Bu belitilenlere dahil olmak üzere, logoterapinin saç ayakları halinde, şunları ele alıyor Frankl: a) varoluşsal engellenme b) varoluşsal boşluk c) çelişik niyet. Her ne şekilde olursa olsun, insan hayatında bazen insanların anlam istemlerinin engellenebildiği vakıalar olabilir. Bir nevroza düşmeden insan bir sebep bulup varoluşsallığını tecrübe etmelidir. Varoluşsal engellenme, insanın içinde yer etmiş olan bir rahatsızlık unsurunu açığa çıkarır ki, açığa çıkan bu şey, çözümlenmesi/tedavi edilmesi gereken bir şeyi ifade eder.
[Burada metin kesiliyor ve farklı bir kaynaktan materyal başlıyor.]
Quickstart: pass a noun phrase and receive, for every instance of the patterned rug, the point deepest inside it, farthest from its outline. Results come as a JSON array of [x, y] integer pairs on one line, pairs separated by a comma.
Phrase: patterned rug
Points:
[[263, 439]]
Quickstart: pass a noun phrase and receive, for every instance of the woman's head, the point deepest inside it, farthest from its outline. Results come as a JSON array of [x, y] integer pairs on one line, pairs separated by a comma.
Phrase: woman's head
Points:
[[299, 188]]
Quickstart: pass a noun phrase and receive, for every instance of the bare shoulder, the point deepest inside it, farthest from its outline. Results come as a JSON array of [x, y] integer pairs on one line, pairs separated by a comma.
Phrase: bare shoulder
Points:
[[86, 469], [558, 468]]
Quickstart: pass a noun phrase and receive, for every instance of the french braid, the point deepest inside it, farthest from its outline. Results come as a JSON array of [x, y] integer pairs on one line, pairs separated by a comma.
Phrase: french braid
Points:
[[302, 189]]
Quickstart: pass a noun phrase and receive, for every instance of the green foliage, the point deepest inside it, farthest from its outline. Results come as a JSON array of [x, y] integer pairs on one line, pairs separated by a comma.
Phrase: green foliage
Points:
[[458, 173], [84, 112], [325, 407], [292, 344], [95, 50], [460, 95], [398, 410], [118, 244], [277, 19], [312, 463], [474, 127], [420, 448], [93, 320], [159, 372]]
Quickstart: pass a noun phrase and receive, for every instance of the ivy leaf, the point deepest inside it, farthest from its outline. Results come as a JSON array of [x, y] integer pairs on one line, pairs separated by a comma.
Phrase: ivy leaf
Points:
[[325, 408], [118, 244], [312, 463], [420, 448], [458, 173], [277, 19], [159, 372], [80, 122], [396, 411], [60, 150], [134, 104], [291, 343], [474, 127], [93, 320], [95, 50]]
Yirminci yüzyılın yaygın bir olgusu olan varoluşsal boşluk (ki bunu biz, bir anlamda “can sıkıntısı” olarak da ele tahayyül edebiliriz), hiçbir içgüdünün ve geleneğin ne yapılması gerekitiğini söyleyemediği, bazen neyin arzulandığı dahi bilinemeyen durumdur. Bu duruma düşen birey, ya diğer insanların yaptığı şeyleri arzular ya da diğer insanların kendisinden yapmasını istedikleri şeyleri yapar. Her iki durumda aslında insanın dışarıdan baskıyı kabullenmesidir. İnsan hayatının bazı anlarında gözlemlenebilen korku unsuru, korkulan şeye aşinalığı olanaksızlaştıran şeydir. Bu bilgi ile insanın, kendisinden uzaklaşma yetisi gerçekleşebilir ve hasta birey, kendisinin kötü ve rahatsız olunan tarafından uzaklaşmak suretiyle kendisini bulur.
Peki, özetle tanıtmaya çalıştığımız İnsanın Anlam Arayışı neden okunmalıdır? Çünkü benzer konular ve metinler arasında sadeliği ile her kesime hitap eden çözüm odaklı metinlerin önde gelenlerinden biri olan İnsanın Anlam Arayışı’nın, sunduğu kuramın uygulanabilirliği, sağlam bir isteğe dayanıldığı takdirde sonuç verebilmeye müsaittir. Bir danışılan eşliğinde veya bireyin kendi kendisiyle yüzleşip, kendi iç yolculuğunu, kendi tedavisi ile sürdürebileceği bir alandan konuşuyor, İnsanın Anlam Arayışı.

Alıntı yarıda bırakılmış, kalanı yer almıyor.